With the Kings finally back in the playoffs, the Pistons are now the NBA’s kings of futility

Detroit Bad Boys

Much has changed since I fell in love with the NBA almost 25 years ago.

But one thing I’ll always remember is the Sacramento Kings.

With Chris Webber, Mike Bibby, Peja Stojakovic and Vlade Divac, the Kings were one of the most fun teams in the league. For Pre-Teen Brady, it was basketball heroine. They were a bit of a villain to me, but one that played a beautiful brand of basketball.

If the Goin’ to Work teams in Detroit were my main course every night, seeing the Kings on ESPN or TNT was like a sweet treat for desert.

But after that memorable run in the early-2000s, the Kings faded. They slowly became the Kangz, trying, and failing, to be good for decades. They retooled. They rebuilt. They regressed. They never could seem to figure it out — until now.

After 16 seasons of deserved ridicule and criticism, the Kings officially snapped the longest playoff drought in the NBA this week.

That leaves your Detroit Pistons as the NBA’s new kings of futility.

Yes, the Pistons have made the playoffs twice in the past eight seasons, but they were swept both times. Our subject of embarrassment in Detroit is simply playoff wins.

The Pistons haven’t won a playoff game since Game 4 of the 2008 Eastern Conference Finals against the Boston Celtics. It’s been 15 years, with no clear end in sight.

There’s an argument for the Charlotte Hornets, who haven’t made the playoffs in seven seasons. However, they pushed the Miami Heat — sans LeBron James, but still led by Dwyane Wade and Chris Bosh — to Game 7 in 2016.

Hey, at least it was a memorable first round loss.

Neither Charlotte nor the Minnesota Timberwolves haven’t won a playoff series in 18 years, which is admittedly bad.
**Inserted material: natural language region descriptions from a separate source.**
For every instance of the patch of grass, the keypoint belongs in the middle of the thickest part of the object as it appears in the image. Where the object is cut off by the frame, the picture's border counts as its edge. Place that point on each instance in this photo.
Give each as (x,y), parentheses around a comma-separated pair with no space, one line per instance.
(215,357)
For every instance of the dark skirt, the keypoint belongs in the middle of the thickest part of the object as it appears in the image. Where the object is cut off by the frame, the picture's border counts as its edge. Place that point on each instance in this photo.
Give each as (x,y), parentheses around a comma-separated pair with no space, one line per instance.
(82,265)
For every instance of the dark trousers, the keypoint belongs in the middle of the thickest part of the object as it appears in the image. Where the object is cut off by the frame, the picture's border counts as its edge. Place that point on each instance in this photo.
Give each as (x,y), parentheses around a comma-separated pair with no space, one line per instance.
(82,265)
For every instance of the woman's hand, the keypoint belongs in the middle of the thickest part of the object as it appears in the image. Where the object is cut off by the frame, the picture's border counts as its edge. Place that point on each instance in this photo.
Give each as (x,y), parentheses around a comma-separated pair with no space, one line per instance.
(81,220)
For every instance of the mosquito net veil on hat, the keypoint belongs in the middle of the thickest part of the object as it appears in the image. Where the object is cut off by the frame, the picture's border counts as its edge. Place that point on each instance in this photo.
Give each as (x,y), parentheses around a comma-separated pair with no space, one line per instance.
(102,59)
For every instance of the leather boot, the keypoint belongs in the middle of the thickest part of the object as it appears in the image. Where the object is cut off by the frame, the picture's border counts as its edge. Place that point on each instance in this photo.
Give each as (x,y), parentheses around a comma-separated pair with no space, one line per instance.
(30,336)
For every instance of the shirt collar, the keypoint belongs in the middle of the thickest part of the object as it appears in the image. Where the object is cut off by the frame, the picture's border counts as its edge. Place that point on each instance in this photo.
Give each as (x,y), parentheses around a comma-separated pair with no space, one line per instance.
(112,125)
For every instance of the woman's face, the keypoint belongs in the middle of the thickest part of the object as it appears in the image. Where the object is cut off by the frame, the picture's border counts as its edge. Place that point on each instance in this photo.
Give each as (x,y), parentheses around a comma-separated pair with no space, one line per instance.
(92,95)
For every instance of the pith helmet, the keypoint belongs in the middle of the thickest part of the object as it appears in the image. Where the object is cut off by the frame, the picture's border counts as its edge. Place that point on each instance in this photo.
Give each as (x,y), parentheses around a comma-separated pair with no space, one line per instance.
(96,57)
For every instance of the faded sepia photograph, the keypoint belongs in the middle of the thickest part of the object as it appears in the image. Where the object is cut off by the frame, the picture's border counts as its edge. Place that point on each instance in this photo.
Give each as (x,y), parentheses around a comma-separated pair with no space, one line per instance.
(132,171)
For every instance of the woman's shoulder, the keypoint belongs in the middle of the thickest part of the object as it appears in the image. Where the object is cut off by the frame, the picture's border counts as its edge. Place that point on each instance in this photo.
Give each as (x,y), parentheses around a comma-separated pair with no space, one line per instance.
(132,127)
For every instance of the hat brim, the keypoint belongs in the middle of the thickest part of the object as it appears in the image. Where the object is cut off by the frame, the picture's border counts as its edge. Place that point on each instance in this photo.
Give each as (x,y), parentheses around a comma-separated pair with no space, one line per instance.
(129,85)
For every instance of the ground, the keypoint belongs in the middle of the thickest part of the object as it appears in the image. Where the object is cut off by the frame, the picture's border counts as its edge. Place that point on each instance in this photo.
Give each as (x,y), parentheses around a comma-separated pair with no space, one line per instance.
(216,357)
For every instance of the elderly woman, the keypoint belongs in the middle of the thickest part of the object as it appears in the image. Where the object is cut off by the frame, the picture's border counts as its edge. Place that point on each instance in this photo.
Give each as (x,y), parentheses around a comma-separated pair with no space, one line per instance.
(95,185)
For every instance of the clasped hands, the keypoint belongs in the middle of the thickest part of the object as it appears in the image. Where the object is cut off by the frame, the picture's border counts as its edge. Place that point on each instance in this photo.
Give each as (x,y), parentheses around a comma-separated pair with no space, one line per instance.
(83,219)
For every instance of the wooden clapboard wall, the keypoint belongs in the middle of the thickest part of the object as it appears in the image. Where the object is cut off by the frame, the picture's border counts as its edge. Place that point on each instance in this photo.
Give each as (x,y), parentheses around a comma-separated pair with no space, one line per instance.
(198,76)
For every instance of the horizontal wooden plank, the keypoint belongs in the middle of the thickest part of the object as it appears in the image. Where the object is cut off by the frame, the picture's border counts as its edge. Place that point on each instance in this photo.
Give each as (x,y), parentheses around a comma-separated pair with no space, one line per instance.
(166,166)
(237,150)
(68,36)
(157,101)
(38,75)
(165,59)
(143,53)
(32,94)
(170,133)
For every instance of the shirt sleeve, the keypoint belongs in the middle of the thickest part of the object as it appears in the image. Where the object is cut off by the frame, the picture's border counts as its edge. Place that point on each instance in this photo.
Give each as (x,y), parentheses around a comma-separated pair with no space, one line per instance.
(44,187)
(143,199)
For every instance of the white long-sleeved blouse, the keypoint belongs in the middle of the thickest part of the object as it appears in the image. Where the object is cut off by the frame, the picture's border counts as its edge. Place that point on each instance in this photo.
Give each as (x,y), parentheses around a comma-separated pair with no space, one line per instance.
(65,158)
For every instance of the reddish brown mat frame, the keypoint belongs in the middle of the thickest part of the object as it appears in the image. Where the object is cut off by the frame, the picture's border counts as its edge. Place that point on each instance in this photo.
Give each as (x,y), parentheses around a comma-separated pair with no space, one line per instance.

But there have been some enjoyable playoff experiences sprinkled in, where Detroit is the goat from Jurassic Park that gets left on platter in the T-Rex pen.

All Pistons fans have to hang their hat on is how they were really competitive and played super hard in the sweep against the Cleveland Cavaliers in 2016.

So, yeah, not much.

Hopefully, the Pistons are finally doing things right and building something that can be a winner. After all, if the Kings figured it out. Anything is possible!

But until we see Troy Weaver’s vision in totality, the Pistons will be forced to deal with the consequences of their own actions, wearing this scarlet letter as the NBA’s current playoff laughing stock.